Sechelt’s chief librarian is hoping for a funding boost in 2018, the final year of a five-year funding agreement between the District of Sechelt, Sechelt Indian Government District (SIGD) and Sunshine Coast Regional District (SCRD) areas A, B and D.

Margaret Hodgins told Sechelt council’s finance, culture and economic development committee last week that despite the agreement, the Sechelt Public Library’s per-capita funding has dropped well below the provincial average and the Gibsons Public Library (GPL) and the gap has been growing.

Hodgins said the GPL’s 2016 per-capita funding was $50.59 while the Sechelt library received $31.17 from its funding partners. The provincial average for similar libraries is $49.11

The province funds 11 per cent of the operating funds, which works out to $2.70 per capita for libraries serving populations greater than 12,000.

Hodgins also told the committee that funding is not enough to provide the services outlined in the agreement, in part because of staffing pressures and a steady rise in the number of library users.

“The biggest strain the Sechelt library currently faces is staffing,” said Hodgins. “There is pressure from the union representing library workers to reclassify jobs, many of which were under-classified when the first collective agreement was signed eight years ago. The library is currently short of one supervisor, because staffing funds were redirected where needs were the greatest.”

The Sechelt Public Library board is looking for a $331,408 overall increase, and the District of Sechelt’s share would work out to $145,027. Hodgins and the library board will be asking the SIGD for an additional $11,156 and the three SCRD areas for a combined $106,092

Mayor Bruce Milne, who chairs the committee, explained that any decisions on increasing the funding would have to wait and likely wouldn’t be made until Sechelt talks with the other partners to the agreement.

Milne also pointed out that the Sechelt library has seen healthy increases as a result of that deal.

“The funding increase over the last five years is almost 18 per cent,” said Milne. “The funding increase in this current contract is over three times the population increase… If you look at the actual capital contribution, it’s gone up 24-and-a-half per cent over those five years.”

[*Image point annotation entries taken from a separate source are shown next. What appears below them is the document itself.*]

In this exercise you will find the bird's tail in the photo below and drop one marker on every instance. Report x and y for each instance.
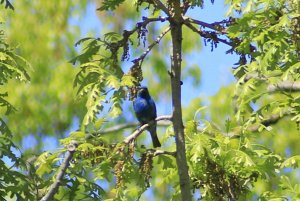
(154, 137)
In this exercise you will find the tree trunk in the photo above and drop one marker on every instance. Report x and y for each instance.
(176, 33)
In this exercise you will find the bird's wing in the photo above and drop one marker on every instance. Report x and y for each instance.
(153, 108)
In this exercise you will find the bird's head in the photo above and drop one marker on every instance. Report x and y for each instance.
(143, 92)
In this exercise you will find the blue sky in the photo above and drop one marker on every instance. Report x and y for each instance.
(215, 66)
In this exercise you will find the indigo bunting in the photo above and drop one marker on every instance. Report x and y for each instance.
(145, 111)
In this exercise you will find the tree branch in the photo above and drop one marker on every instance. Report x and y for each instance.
(162, 152)
(119, 127)
(214, 26)
(139, 131)
(161, 6)
(176, 23)
(206, 34)
(63, 168)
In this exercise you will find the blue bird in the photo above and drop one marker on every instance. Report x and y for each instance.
(145, 111)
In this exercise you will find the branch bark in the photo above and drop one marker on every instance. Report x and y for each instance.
(162, 123)
(176, 32)
(139, 131)
(63, 168)
(284, 86)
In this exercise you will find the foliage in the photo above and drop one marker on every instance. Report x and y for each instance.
(243, 146)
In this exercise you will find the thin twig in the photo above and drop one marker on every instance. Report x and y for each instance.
(63, 168)
(139, 131)
(158, 39)
(273, 119)
(161, 6)
(162, 152)
(284, 86)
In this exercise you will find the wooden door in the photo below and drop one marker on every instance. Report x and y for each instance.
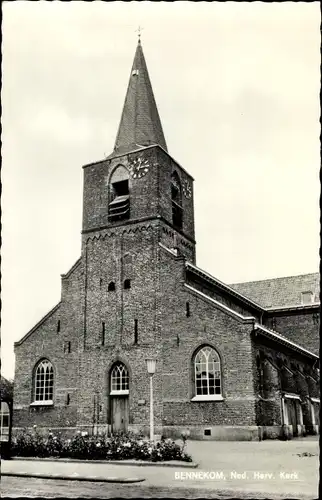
(292, 415)
(120, 413)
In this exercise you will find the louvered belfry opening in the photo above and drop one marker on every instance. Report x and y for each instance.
(176, 199)
(119, 206)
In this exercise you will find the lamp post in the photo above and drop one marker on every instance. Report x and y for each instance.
(150, 364)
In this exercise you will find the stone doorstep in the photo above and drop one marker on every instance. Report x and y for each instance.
(137, 463)
(75, 477)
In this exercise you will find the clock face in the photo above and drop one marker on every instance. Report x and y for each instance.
(186, 188)
(139, 167)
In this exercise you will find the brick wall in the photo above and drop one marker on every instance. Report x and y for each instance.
(300, 327)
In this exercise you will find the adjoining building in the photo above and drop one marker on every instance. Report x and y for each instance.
(234, 361)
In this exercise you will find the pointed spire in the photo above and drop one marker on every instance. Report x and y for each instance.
(140, 122)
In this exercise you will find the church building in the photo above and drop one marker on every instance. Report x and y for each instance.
(236, 361)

Coun. Mike Shanks, who is the alternate council liaison to the Library Board, echoed the thoughts of others on the committee who said one of the factors in play is Sechelt’s lack of an industrial tax base to draw on, which isn’t the case for other areas.

“We’re going to have to somehow reconcile the two of those and try and gain a greater portion of that tax base which benefits only a portion of the Sunshine Coast,” he said. “I don’t think anyone disagrees with the fact there is that underfunding that has taken place.”